Originally aired on April 25, 1997 - In part 139 of our Civil War series, Virginia Tech history professor James Robertson profiles George Baylor, the author of one of the best memoirs written by a Confederate soldier, Bull Run to Butt Run or Four Years in the Army of Northern Virginia.

#139 – George Baylor

George Baylor was an extraordinary individual in many ways. Born in February, 1843, in what was then Jefferson County, Virginia, he graduated from Dickinson College and took a job teaching at Episcopal High School in Fauquier County. Baylor spent the first year of the Civil War as a private in the 2nd Virginia of the famous Stonewall Brigade.

In March, 1862, he was appointed a lieutenant in Company B, 12th Virginia Cavalry. His father led the company. At the elder Baylor’s capture a month later, George Baylor took command of the unit known as “The Baylor Light Horse”.

The next winter, the 20-year-old officer was captured near Winchester. Baylor underwent brief imprisonments at Fort McHenry, Fort Delaware, and Old Capitol Prison before being exchanged. He returned to the 12th Cavalry and quickly incurred a second battle wound. Just before the end of the war, Baylor became a captain in John Mosby’s battalion of partisan rangers. Baylor led a group, all disguised in Federal uniforms, in what was the last cavalry raid of the war in Virginia.

Parole at Winchester offered a new life for the clear-eyed and mustached veteran. He studied law at Washington College during Robert E. Lee’s presidency of the school. For the next five years, Baylor was an attorney in Kansas City.

Then he moved to Charlestown and formed a law practice that lasted until his partner, William Wilson, left to become president of West Virginia University. Baylor next served four years as prosecuting attorney for what was now Jefferson County, West Virginia. At his death in March, 1902, a Baltimore newspaper committed an oxymoron by declaring that in Baylor’s death, “West Virginia loses one of her most loyal and patriotic sons”.

The former cavalry leader did bequeath a valuable legacy: he published one of the best memoirs written by a Virginia Confederate soldier. The book Bull Run to Bull Run; or, Four Years in the Army of Northern Virginia, appeared in 1900. It was an instant success and commands a high price today in the secondhand book market. Not only is the 418-page volume a clear and faithful chronicle of the several engagements of which Baylor was a part; it is also a highly personal and wonderfully descriptive account by an educated as well as observant soldier.

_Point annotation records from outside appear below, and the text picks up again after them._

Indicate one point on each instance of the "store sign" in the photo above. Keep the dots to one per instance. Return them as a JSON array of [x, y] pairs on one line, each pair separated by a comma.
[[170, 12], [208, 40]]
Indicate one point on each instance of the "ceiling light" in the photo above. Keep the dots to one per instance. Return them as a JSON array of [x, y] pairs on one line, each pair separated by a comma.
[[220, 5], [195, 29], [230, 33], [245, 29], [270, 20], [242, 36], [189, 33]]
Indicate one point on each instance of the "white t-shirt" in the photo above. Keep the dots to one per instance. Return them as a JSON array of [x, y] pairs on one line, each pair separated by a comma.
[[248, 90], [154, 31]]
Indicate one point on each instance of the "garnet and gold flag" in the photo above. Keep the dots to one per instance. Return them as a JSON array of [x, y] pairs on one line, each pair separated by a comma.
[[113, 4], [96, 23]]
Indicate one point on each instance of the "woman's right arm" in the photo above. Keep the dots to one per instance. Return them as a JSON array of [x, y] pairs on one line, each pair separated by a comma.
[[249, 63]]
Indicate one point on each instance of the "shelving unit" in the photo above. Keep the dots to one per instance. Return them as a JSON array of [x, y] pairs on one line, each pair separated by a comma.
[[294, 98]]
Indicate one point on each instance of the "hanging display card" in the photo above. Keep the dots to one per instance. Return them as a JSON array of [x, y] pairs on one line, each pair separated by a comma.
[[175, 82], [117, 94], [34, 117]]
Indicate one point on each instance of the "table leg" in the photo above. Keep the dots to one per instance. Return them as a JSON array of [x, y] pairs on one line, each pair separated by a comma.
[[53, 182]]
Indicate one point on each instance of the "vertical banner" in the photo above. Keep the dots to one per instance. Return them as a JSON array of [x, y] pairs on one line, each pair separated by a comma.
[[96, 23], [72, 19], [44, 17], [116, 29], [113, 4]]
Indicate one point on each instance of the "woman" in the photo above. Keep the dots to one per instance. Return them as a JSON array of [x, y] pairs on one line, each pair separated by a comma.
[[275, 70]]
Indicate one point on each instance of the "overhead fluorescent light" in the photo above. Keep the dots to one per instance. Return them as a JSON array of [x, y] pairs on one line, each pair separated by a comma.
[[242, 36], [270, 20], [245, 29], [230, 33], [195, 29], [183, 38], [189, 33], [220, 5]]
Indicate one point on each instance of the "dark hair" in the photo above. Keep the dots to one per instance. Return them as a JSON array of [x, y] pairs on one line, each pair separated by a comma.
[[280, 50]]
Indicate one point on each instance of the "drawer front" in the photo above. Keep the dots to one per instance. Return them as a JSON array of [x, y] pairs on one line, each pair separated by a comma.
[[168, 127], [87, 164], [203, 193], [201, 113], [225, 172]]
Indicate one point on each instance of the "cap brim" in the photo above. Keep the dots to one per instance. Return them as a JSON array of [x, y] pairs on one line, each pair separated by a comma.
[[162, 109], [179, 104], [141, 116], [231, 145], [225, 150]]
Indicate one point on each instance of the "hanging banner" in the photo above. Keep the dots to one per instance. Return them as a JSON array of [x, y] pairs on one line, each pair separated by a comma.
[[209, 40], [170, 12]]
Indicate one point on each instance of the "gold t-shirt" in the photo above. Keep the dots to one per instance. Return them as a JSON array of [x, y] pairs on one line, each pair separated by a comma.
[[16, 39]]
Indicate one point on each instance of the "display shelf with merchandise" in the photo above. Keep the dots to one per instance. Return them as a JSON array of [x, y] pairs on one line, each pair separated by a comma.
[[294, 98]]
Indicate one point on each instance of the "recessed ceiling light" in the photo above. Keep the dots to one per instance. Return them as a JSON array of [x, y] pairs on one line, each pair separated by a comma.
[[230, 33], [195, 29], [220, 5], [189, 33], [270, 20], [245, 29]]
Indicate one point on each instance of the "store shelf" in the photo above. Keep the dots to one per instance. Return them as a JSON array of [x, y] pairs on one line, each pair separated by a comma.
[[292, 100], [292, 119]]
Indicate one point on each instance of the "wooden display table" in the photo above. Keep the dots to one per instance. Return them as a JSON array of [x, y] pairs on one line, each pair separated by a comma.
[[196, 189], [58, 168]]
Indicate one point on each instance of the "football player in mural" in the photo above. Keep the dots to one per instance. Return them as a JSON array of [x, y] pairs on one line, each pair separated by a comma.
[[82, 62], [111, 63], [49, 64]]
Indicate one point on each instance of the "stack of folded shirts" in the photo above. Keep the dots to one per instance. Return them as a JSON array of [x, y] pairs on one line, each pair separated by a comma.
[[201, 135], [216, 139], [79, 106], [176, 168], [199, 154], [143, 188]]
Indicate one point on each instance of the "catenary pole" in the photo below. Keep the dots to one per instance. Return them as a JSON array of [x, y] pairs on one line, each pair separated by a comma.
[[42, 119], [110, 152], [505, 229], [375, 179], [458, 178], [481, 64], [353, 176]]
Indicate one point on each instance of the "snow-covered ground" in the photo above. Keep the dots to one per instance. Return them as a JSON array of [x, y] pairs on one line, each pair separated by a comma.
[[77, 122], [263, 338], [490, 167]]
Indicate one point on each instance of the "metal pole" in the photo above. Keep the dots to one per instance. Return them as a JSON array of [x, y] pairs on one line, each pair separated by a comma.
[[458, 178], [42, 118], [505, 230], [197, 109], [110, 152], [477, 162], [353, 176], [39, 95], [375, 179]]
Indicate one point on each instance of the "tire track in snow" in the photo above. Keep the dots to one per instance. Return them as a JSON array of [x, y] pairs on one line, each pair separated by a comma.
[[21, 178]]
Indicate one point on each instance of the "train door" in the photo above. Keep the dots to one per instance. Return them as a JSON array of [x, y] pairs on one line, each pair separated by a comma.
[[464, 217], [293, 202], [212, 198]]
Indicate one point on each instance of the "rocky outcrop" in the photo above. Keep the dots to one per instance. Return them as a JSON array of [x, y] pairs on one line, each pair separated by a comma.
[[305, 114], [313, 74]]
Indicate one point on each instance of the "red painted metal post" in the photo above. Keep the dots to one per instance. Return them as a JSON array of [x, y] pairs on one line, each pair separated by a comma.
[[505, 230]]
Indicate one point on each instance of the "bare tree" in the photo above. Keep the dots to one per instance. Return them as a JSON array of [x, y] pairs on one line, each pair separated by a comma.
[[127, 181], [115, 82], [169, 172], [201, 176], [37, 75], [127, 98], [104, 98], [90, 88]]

For example, Baylor wrote in the first autumn of the war about three pickets in his regiment. One dark night, they got into such a loud argument over the legality of secession that Union sentries across the way fired in the direction of the voices and killed one of the Confederates.

Even more moving were Baylor’s words about a November, 1862, skirmish near Halltown, Virginia. Just at the end of the action, his mount buckled from a bullet wound. Baylor dismounted. Then, as he later wrote, “I led the noble animal, which I dearly loved, and whose very life seemed bound to mine by dangers shared and daily companionship, to the roadside, where she laid down on the green turf. Her breathing too plainly indicated that death was near. As her eyes rested on me in fondness and affection, human nature could not resist, and, kneeling down by her side, and clasping my arms around her neck, I wept. When I arose, she was dead. With her life passed away my hopes and aspiration for her whose name she bore. The dream of my young life vanished, and the hopes of the future dissipated.”

By implication, Baylor had named the horse for a sweetheart – or was it possible the horse bore the name of Baylor’s home state? Whatever the answer, the old Confederate cavalryman took it to the grave with him – along with loving memories of an animal.